Da steht er nun. Sherlock Holmes trifft auf Professor Moriarty. Und was macht er? Klar, er schreibt einen letzten Brief an seinen treuen Helfer Dr. John Watson. Hinter ihnen donnert der Reichenbachfall in die Tiefe. Danach ist Schluss. Die Geschichte kennen wir. Sie werden nie gefunden.
Sherlock Holmes kommt schlicht ein paar Jahre zu früh – denn die Schienen der Nostalgiebahn werden erst 1899 gelegt. Sein Erzfeind nützt das natürlich voll aus und lockt Dr. Watson durch eine List zurück nach Meiringen. Der arme Kerl muss natürlich den ganzen Weg laufen. Ganz zur Freude von Professor Moriarty – denn so kann er sich nun ganz ungestört unter vier Augen mit Sherlock Holmes unterhalten.

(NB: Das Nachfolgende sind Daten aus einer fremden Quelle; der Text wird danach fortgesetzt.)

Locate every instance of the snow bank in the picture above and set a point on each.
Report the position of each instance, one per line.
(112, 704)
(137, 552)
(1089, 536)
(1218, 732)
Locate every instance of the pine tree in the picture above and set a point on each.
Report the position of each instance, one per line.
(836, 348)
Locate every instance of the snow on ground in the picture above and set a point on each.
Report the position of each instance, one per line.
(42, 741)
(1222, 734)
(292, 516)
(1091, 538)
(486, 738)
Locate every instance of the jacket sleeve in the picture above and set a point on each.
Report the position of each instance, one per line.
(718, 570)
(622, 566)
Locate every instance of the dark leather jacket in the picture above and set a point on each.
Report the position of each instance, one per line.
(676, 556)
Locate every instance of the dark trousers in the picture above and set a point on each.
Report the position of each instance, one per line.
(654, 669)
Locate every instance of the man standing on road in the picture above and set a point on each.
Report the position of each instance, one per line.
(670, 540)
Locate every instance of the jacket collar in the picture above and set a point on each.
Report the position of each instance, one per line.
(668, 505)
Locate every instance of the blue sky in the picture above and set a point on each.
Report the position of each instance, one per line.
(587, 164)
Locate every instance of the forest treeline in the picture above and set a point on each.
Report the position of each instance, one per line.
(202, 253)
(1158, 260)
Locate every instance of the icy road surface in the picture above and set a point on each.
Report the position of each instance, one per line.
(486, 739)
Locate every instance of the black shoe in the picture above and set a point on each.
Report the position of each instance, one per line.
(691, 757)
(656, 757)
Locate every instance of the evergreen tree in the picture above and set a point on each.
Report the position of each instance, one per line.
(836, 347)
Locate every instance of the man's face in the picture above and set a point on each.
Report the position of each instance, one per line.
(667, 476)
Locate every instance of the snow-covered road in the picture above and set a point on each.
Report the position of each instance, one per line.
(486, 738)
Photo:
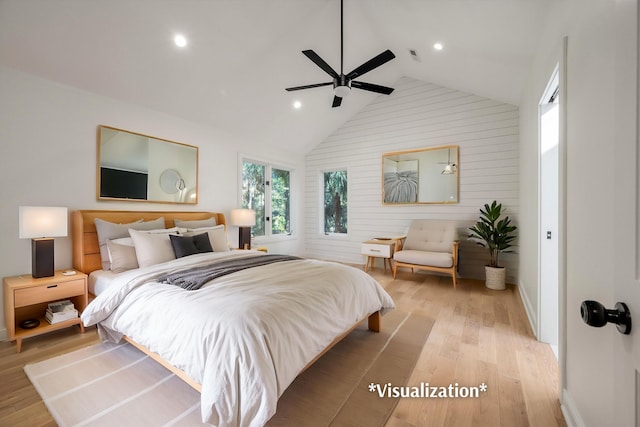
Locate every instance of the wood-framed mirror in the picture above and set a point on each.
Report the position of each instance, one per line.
(135, 167)
(421, 176)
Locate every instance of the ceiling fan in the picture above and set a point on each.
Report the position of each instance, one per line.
(342, 83)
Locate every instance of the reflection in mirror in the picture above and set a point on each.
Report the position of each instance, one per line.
(137, 167)
(428, 175)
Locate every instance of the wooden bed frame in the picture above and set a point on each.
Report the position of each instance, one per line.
(86, 258)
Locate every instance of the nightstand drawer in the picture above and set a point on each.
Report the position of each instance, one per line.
(48, 293)
(370, 249)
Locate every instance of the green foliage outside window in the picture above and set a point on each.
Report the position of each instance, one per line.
(335, 202)
(255, 190)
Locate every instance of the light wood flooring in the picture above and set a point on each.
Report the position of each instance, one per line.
(479, 336)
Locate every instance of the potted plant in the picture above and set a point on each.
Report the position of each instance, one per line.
(495, 233)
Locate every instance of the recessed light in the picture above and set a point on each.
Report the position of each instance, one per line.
(180, 40)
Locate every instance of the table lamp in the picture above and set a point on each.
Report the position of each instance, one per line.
(244, 219)
(41, 224)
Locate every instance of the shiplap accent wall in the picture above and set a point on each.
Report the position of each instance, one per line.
(417, 115)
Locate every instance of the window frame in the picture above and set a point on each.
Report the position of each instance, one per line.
(321, 230)
(269, 166)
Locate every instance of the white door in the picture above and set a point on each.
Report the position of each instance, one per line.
(626, 281)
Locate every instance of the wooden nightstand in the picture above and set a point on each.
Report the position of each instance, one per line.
(380, 248)
(27, 298)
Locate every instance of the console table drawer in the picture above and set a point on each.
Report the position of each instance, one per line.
(376, 250)
(48, 293)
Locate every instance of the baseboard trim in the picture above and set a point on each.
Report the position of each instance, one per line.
(569, 410)
(528, 309)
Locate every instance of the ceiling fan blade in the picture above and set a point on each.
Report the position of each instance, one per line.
(375, 62)
(372, 88)
(320, 63)
(309, 86)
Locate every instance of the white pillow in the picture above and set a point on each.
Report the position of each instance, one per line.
(122, 255)
(217, 237)
(153, 247)
(109, 230)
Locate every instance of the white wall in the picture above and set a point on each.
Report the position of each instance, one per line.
(418, 115)
(48, 145)
(590, 28)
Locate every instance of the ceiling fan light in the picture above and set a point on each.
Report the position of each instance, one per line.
(342, 91)
(450, 169)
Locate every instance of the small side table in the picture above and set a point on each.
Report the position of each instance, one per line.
(379, 248)
(26, 297)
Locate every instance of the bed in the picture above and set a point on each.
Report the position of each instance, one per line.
(241, 336)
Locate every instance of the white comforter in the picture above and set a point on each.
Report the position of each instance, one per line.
(244, 337)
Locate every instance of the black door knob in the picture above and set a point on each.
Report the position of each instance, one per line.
(595, 314)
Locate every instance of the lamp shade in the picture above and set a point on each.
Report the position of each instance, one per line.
(42, 221)
(243, 217)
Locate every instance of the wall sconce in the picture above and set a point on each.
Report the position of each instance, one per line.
(41, 224)
(244, 219)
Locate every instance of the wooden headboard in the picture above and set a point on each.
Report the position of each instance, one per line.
(86, 251)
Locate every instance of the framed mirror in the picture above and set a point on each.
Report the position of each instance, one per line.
(136, 167)
(427, 175)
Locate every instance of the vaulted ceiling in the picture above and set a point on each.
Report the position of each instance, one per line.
(241, 54)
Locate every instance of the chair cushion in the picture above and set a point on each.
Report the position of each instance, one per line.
(431, 235)
(432, 259)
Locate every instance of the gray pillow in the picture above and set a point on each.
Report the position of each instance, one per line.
(110, 230)
(211, 222)
(189, 245)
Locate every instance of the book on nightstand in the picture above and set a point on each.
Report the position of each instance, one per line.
(60, 311)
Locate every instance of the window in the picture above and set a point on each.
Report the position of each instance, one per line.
(335, 202)
(267, 190)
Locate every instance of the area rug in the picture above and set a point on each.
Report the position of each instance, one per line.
(117, 385)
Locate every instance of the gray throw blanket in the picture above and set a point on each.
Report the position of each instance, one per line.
(193, 278)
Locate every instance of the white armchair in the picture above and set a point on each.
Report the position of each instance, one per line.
(430, 245)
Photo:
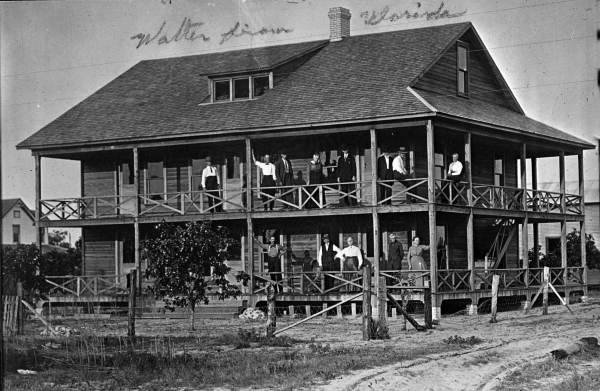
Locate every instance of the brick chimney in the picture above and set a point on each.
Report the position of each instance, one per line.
(339, 23)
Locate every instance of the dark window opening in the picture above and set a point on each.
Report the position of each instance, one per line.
(498, 171)
(222, 91)
(462, 59)
(241, 88)
(16, 233)
(260, 85)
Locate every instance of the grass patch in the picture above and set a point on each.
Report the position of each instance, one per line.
(163, 365)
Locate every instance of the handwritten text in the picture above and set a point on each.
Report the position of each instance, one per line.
(386, 15)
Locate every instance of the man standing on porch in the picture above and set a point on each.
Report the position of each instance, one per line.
(326, 259)
(346, 172)
(267, 184)
(385, 173)
(352, 260)
(285, 175)
(455, 169)
(210, 184)
(274, 252)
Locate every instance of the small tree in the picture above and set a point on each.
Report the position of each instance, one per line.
(181, 259)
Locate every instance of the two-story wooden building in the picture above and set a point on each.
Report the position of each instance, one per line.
(422, 93)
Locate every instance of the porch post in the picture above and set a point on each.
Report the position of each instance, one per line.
(136, 224)
(376, 250)
(563, 222)
(435, 308)
(249, 227)
(38, 199)
(582, 222)
(470, 243)
(524, 232)
(536, 228)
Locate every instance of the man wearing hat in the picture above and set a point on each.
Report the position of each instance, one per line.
(285, 175)
(210, 184)
(346, 172)
(385, 173)
(326, 259)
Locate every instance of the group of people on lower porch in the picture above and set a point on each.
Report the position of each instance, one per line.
(332, 261)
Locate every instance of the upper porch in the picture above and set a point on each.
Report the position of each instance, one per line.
(164, 182)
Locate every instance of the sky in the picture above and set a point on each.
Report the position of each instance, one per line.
(56, 53)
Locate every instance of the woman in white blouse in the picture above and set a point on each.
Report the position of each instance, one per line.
(268, 182)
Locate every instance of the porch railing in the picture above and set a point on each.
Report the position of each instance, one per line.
(86, 285)
(313, 196)
(412, 190)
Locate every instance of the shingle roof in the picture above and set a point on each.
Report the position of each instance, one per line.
(362, 77)
(484, 112)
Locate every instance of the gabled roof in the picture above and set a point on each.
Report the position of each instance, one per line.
(360, 78)
(10, 203)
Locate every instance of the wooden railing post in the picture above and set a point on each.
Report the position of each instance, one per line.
(271, 316)
(366, 324)
(131, 305)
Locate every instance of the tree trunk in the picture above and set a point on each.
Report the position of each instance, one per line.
(192, 313)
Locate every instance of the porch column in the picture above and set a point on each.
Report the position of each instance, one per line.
(136, 224)
(470, 245)
(376, 251)
(249, 228)
(582, 222)
(536, 232)
(524, 232)
(38, 199)
(435, 308)
(563, 222)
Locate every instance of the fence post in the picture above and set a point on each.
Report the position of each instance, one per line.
(495, 283)
(545, 291)
(382, 301)
(428, 313)
(131, 309)
(271, 317)
(20, 320)
(366, 302)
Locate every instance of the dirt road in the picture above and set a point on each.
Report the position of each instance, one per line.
(508, 345)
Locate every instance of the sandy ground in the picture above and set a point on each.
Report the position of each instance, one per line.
(515, 340)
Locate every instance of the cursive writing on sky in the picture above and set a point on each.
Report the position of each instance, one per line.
(190, 31)
(386, 15)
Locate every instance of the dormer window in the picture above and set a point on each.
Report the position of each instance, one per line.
(240, 87)
(462, 69)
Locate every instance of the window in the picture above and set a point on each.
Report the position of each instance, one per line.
(241, 88)
(498, 171)
(462, 75)
(260, 85)
(222, 90)
(16, 233)
(155, 181)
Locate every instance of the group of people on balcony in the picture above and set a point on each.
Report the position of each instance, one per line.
(347, 262)
(279, 176)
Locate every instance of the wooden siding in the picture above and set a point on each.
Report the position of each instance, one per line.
(99, 250)
(483, 84)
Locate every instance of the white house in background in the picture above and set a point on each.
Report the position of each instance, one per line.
(18, 223)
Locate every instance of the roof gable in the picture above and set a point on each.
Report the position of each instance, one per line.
(485, 80)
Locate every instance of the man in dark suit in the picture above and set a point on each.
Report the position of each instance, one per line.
(385, 173)
(346, 172)
(395, 256)
(285, 175)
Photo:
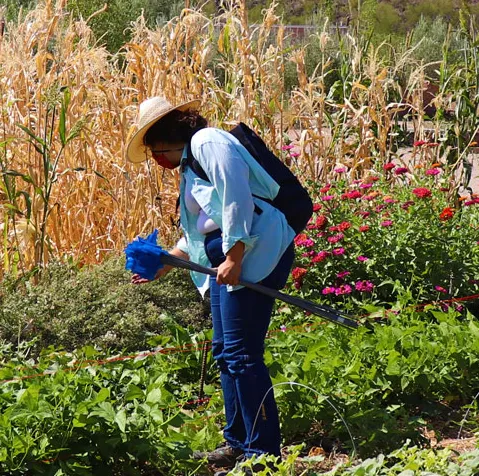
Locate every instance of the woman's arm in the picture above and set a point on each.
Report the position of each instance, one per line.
(230, 270)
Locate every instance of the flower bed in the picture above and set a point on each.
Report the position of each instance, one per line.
(395, 233)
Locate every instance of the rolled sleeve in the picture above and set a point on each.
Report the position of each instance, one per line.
(229, 175)
(182, 245)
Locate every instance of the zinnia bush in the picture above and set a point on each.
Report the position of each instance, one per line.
(400, 236)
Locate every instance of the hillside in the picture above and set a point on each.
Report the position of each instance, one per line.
(394, 15)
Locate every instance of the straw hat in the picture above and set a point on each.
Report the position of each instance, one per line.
(151, 110)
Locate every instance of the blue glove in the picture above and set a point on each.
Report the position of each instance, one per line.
(143, 256)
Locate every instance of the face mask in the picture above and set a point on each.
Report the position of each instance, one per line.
(162, 161)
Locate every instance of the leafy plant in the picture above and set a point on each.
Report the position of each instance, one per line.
(97, 306)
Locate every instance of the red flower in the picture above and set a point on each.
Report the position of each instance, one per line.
(343, 226)
(446, 214)
(321, 256)
(419, 143)
(298, 273)
(422, 192)
(353, 194)
(321, 222)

Es ist übrigens der oberste der drei Wasserfälle, der Conan Doyle mit seinen 120 Metern Höhe als Schauplatz des legendären Kampfes dient. Ein Stern markiert den Platz des Kampfes. Hingegen ist der Reichenbachfall in der TV-Serie mit Benedict Cumberbatch ein Gemälde, bei dessen Wiederbeschaffung Sherlock Holmes federführend ist.
Dr. John Watson,
über den Reichenbachfall, aus «The Final Problem».
Am 25. Oktober um 7.30 Uhr bricht in einem Haus oberhalb der Bierbrauerei im Quartier Stein Feuer aus. Der älteste Haslitaler, der Föhn, lässt sich nicht zweimal bitten und legt die heutigen Quartiere Stein, Meyringen, Eisenbolgen und Hausen in Asche. Wie wäre wohl Sherlock Holmes gestorben, wenn Conan Doyle ein paar Monate später durch Meiringen spaziert wäre?
Ein Tag danach wird die Verwüstung erst klar:
Er ist zurückgekehrt und will in Meiringen bleiben.
Zurück in der Gegenwart müssen wir nur die Augen aufmachen. Das reicht schon. Dann sehen wir ihn. An jeder Ecke. Überall. Sherlock Holmes mit seinem Deerstalker und der Pfeife. Einfach unverkennbar. Auch die absoluten Detektivamateure unter uns sollten mindestens am «Conan Doyle Square» die lebensgrosse Bronzestatue sehen – hoffentlich auch ohne Lupe.
Da wundern wir uns nicht, wieso die Erzählungen von Conan Doyle der Tradition des Realismus zugeordnet werden. Die Beschreibungen sind so ausführlich, dass glatt im Untergeschoss der Englischen Kirche das Arbeitszimmer von Holmes und Watson vorzufinden ist.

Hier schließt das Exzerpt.